[Nusantara] Denny JA : Korupsi dengan Gotong Royong

gigihnusantaraid gigihnusantaraid@yahoo.com
Sat Oct 12 10:36:13 2002


Korupsi dengan Gotong Royong
Oleh Denny J.A. *

Apa lagi yang harus dikatakan. Indonesia, dari pusat sampai daerah, 
sudah
dipersatukan oleh mata rantai korupsi. Isu suap melanda semua cabang
pemerintahan.

Belum tuntas kita menyelesaikan kasus korupsi Akbar Tandjung, sudah 
menyusul
isu suap anggota DPR oleh BPPN. Belum tuntas kita kupas soal korupsi 
anggota
DPR, jaksa agung telah pula menjadi "tertuduh". Belum puas kita gali 
kasus
jaksa agung, aneka korupsi di daerah merebak, dari kasus di 
Jogjakarta,
Semarang, sampai Bandung.

Siapa yang harus membongkar kasus korupsi ini? Kita ingin minta tolong
kepada wakil rakyat di lembaga legislatif, tapi pimpinan 
tertingginya, Akbar
Tandjung, juga sedang dirundung masalah KKN yang sama. Kita ingin 
minta
tolong ke eksekutif, jalurnya melalui Kejaksaan Agung. Namun, jaksa 
agung
juga sedang dituduh sejenis KKN pula. Kita ingin minta tolong kepada 
lembaga
yudikatif, tapi korps hakim sedang pula dirundung malang. Tiga hakim 
dari
kasus Manulife sedang diperiksa untuk kasus KKN juga. Tiga hakim itu
hanyalah puncak dari gunung es mafia peradilan yang sudah sangat 
kesohor.
Lengkaplah sudah korupsi pemerintahan di era reformasi.

Kolektif

Kasus suap yang melanda DPR dan DPRD sangatlah unik karena dilakukan 
secara
gotong royong. Ambillah kasus isu suap di Jogjakarta. Diberitakan, 
sejumlah
anggota DPRD Jogjakarta meminta dana kepada kontraktor PT Adhi Karya, 
dalam
hubungannya dengan pembangunan gedung mewah Jogja Expo Center, 
sekitar 42
miliar. Agar pembayaran kepada PT itu lancar, sebagian anggota DPRD 
tersebut
meminta uang pelicin. Tak tanggung-tanggung, 25 anggota DPRD (sekitar 
50%
anggota DPRD) ikut gotong royong dalam praktik amplop itu.

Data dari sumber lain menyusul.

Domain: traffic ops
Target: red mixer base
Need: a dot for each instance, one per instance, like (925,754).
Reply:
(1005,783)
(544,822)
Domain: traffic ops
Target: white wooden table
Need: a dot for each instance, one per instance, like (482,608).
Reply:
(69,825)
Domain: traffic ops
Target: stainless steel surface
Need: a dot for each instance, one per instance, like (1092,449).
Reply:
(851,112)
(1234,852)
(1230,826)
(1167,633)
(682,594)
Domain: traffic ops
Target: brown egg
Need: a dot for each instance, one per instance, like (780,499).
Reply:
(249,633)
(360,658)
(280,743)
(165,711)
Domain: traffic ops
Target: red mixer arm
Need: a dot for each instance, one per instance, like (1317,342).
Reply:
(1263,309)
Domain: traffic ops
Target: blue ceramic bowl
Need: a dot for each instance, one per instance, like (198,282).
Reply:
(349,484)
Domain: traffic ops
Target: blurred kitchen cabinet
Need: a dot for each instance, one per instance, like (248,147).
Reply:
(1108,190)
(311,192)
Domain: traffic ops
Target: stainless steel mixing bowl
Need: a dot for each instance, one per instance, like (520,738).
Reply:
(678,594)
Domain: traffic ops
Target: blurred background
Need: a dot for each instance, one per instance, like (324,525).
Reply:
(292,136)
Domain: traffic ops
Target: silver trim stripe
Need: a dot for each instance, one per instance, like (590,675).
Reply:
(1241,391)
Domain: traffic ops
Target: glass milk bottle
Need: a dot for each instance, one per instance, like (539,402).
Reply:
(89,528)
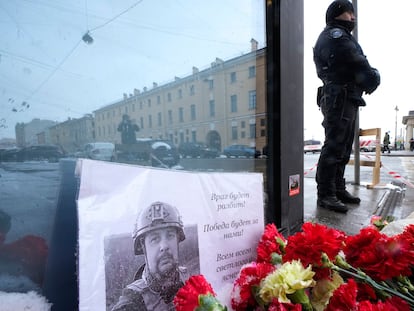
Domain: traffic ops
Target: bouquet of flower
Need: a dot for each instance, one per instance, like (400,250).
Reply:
(319,268)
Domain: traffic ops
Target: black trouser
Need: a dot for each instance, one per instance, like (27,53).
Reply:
(339,124)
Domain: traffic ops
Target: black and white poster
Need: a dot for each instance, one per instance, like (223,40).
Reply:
(126,211)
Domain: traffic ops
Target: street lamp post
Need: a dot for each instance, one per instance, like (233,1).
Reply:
(395,137)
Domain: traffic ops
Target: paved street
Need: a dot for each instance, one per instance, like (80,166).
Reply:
(28,192)
(389,197)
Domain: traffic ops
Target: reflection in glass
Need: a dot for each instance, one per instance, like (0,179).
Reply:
(189,76)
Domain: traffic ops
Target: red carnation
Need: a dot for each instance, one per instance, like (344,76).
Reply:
(187,298)
(242,295)
(270,243)
(275,305)
(391,304)
(308,246)
(408,235)
(344,297)
(378,255)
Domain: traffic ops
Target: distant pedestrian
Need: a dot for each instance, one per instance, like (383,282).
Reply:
(386,142)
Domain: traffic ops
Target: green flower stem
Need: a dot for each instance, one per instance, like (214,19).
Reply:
(366,278)
(300,297)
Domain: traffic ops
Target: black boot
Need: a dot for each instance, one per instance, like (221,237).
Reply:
(345,197)
(332,203)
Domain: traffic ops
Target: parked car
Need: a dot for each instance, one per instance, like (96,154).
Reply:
(103,151)
(164,153)
(197,149)
(52,153)
(9,155)
(241,151)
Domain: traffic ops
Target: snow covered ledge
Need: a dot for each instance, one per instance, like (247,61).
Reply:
(30,301)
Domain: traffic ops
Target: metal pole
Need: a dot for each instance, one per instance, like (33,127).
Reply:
(395,137)
(356,135)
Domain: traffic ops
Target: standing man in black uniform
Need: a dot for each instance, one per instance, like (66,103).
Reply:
(346,74)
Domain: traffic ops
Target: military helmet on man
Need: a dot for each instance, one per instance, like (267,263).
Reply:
(337,8)
(156,216)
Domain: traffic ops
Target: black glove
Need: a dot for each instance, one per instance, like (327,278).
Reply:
(376,81)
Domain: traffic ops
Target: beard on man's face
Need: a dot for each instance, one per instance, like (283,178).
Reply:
(166,264)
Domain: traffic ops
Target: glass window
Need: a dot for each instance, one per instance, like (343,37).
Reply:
(69,80)
(234,132)
(233,103)
(252,100)
(212,108)
(181,114)
(252,71)
(232,77)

Sebanyak 25 anggota DPRD itu datang dari aneka partai, dari PDIP, 
Golkar,
sampai PPP. Mereka juga berasal dari berbagai komisi, dari komisi A 
sampai
komisi E. Mereka juga punya posisi politik di DPRD yang beragam, dari 
ketua
DPRD, sekretaris komisi, sampai ke anggota komisi. Perbedaan latar 
belakang
dan posisi itu ternyata tak menghalangi mereka bersatu padu dalam 
proyek
korupsi kolektif.

Pemilihan guberbur dan wakil gubernur juga diramaikan oleh bau tak 
sedap
yang sama. Di Jakarta, Sutiyoso terpilih kembali, namun diributkan 
dengan
kasus money politics. Sejumlah anggota PDIP menebalkan kertas suara 
secara
kolektif memilih pasangan Sutiyoso dan Fauzi Wibowo. Sementara di
Jogjakarta, isu sogokan 1 miliar mewarnai pemilihan wakil gubernur.
Pengusaha di Jogja mengeluh harus mengeluarkan sejumlah uang untuk 
pemilihan
wakil gubernur itu.

Korupsi gotong royong itu hanya dimungkinkan oleh kombinasi besarnya
kewenangan bersama, sekaligus kecilnya kontrol dan absennya 
punishment.
Kekuasan DPR dan DPRD sekarang sangatlah besar. Kekuasaan itu dapat
diproyekkan. Semakin penting kasus yang dapat ditangani melalui 
kekuasaan
itu, semakin besar pula nilai proyek uangnya.

DPRD memiliki kekuasaan untuk memilih gubernur dan wakil gubernur. 
Sekaligus
DPRD juga memiliki kekuasaan untuk menerima atau menolak 
pertanggungjawaban
gubernur. Kekuasaan ini dapat mereka tawarkan kepada calon gubernur 
dan
wakil gubernur yang berminat. Tentu ini dilakukan dengan kompensasi 
dana
secukupnya. Karena banyak yang ingin menjadi gubernur, tawaran itu 
umumnya
disambut. Sang gubernur kemudian terpilih.

Untuk mengembalikan "modal" yang sudah disetor kepada anggota DPRD, 
sang
gubernur pun akan "kerja keras" mengumpulkan kekayaan pribadi dengan
memanfaatkan jabatannya. Jika sang gubernur tak ingin laporan 
tahunannya
ditolak, ada lagi kompensasi bagi anggota DPRD yang terhormat. Semua 
jalin-
menjalin dalam jaringan korupsi yang saling menguntungkan.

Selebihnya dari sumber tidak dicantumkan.